In research, when reviewing the international literature, the success rate of a vaginal delivery after caesarean section ranges from 60% to 75%.


Knowing the factors associated with increased success rates helps us predict which women deserve and can enter this procedure.



Which women are suitable for vaginal delivery after caesarean section?

According to the NIH expert panel, further study is needed on which women are the best candidates for VBAC.


Generally, however, VBAC is performed on women who have had a previous caesarean with a "transverse" section - the one most common today.


Otherwise, women should be low-risk:

  • not to conceive twins or triplets
  • the baby is not too big
  •  not to be obese
  •  not have high blood pressure or diabetes.

Short height, increased weight as well as old age of the mother are associated with increased failure rates.


A newborn weight of more than four kilograms also reduces the chances of success.


Women in whom the interval between pregnancies was longer than 18 months, that is, the caesarean section was performed more than 18 months ago, have higher success rates.


Cervical dilatation of more than five centimeters in a previous delivery that developed into a caesarean section is also a positive prognostic factor.


Uterine rupture is the most important, in terms of consequences, complication of vaginal delivery after caesarean section.


The reported probability of uterine rupture in various studies ranges from 0.2% to 1.5%.


Its consequences include death or neurological damage to the newborn in 30% of cases, total hysterectomy, bleeding, injury to other organs such as the bladder, and even the death of the woman.


The first, perhaps, indication of uterine rupture is the fetal distress which is reflected in the pathological cardiotocogram.


Other signs are heavy vaginal bleeding, a sudden change in the woman's vital signs and level of consciousness, and severe pain in the area of the old incision.


In the event that a vertical incision has been made in the first caesarean section, the rate of uterine rupture is 3.7%.


Uterine surgeries such as removal of fibroids increase the risk of rupture.


Extended administration of oxytocin in women preparing for vaginal delivery after cesarean section increases the risk, and in studies the rate of uterine rupture is 2.3% to 2.7% of cases. In the case of the use of prostaglandins, this percentage is higher.


In a 2005 multicenter study, Landon et al looked at data on 17,898 women who chose VBAC and 15,801 women who chose planned cesarean delivery.

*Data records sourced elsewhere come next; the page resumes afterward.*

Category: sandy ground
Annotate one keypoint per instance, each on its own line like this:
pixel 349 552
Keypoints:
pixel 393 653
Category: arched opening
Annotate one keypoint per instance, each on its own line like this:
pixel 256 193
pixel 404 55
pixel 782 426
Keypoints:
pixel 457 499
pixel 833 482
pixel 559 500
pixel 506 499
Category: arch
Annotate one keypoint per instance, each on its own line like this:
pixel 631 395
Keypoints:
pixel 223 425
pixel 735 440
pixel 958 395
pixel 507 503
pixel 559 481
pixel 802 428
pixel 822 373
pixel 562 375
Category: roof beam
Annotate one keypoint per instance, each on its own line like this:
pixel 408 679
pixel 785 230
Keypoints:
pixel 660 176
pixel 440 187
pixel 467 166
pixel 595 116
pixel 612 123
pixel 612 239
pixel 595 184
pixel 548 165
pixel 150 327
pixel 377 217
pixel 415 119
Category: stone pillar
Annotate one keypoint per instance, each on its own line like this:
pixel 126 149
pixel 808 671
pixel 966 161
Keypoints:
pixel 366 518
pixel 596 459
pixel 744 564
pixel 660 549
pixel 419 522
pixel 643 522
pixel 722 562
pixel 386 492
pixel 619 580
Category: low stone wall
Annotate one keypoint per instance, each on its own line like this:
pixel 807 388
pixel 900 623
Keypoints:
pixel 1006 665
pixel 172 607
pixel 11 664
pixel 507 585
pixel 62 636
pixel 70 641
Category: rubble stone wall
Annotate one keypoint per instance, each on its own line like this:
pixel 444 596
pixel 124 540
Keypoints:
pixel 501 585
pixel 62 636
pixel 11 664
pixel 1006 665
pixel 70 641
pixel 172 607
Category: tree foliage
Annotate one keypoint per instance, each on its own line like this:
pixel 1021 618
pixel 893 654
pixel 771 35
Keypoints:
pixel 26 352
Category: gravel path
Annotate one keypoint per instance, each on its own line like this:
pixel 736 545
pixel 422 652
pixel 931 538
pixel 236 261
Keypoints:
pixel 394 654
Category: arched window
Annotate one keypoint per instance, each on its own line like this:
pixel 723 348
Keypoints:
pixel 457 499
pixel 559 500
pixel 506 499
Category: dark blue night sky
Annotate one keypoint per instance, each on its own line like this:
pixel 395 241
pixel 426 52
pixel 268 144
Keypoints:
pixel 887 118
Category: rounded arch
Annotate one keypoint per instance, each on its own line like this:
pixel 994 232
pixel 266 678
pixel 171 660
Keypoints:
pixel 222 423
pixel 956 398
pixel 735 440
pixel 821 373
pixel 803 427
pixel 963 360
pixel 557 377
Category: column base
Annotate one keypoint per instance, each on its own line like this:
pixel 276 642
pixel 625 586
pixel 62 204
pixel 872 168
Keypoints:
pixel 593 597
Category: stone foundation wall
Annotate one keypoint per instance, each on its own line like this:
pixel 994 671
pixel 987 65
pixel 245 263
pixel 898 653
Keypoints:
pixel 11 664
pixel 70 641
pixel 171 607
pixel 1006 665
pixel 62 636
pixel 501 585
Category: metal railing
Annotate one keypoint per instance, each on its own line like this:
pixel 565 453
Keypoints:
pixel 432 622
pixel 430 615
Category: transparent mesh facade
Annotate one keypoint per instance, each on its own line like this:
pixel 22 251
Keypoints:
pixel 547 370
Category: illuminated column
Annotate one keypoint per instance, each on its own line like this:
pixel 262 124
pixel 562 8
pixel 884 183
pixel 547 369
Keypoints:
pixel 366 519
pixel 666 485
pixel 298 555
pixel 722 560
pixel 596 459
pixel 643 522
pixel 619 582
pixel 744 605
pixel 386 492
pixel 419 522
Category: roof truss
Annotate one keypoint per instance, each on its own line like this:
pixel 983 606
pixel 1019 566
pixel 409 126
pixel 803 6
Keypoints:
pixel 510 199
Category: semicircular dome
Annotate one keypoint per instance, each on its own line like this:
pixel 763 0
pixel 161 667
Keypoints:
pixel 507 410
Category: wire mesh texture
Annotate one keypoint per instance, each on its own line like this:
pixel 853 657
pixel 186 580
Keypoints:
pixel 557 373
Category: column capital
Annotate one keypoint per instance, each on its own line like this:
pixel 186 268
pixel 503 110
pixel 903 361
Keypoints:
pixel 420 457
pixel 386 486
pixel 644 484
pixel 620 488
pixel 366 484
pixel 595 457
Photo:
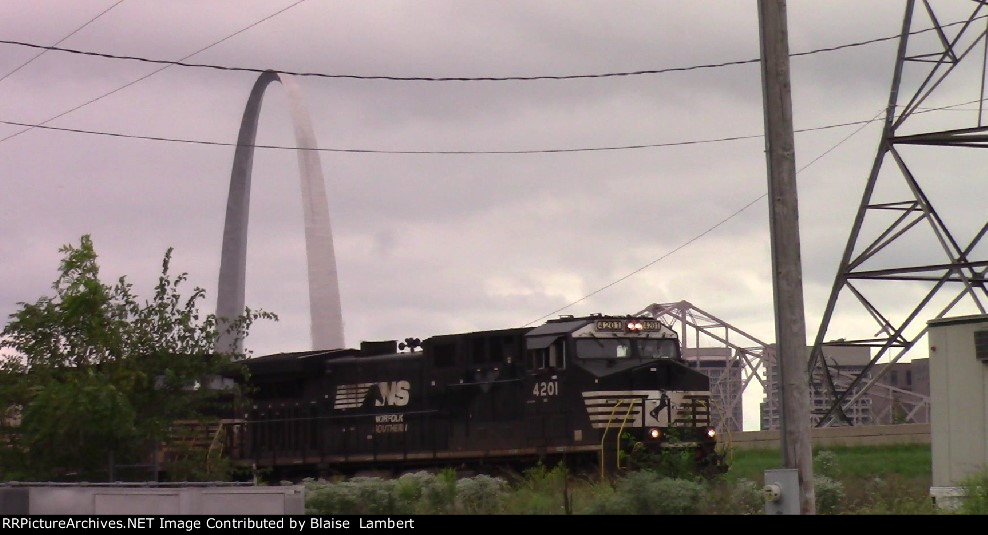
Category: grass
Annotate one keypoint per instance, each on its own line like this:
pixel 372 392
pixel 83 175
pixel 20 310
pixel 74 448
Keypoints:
pixel 873 480
pixel 905 461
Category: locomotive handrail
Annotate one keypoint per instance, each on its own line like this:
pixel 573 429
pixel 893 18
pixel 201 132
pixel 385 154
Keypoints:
pixel 624 422
pixel 603 436
pixel 333 417
pixel 515 380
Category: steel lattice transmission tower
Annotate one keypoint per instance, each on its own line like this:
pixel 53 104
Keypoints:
pixel 915 250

The results showed that the risk of neonatal encephalopathy increases slightly but there is a significant difference in the rate of uterine rupture in the 2 groups of course with higher rates in the 1st group


Finally, the American College of Obstetricians and Gynecologists included in the guidelines issued in 1999, an instruction according to which a team of surgeons, anesthesiologists and neonatologists, as well as an operating room, must be on hand whenever a vaginal delivery is performed on a woman with a history of caesarean section.


Vaginal delivery after caesarean section is possible and although it has been left behind it can be done in selected cases and obstetric clinics such as the REA Obstetrics and Gynecology Clinic which have an intensive care unit for both newborns and post-partum patients.


The rates of successful such births in other countries should encourage us, and knowledge of the true dimensions of the risks, as offered by research, should be our guide.


Finally, we should point out that the alternative of a second caesarean section does not eliminate the risks.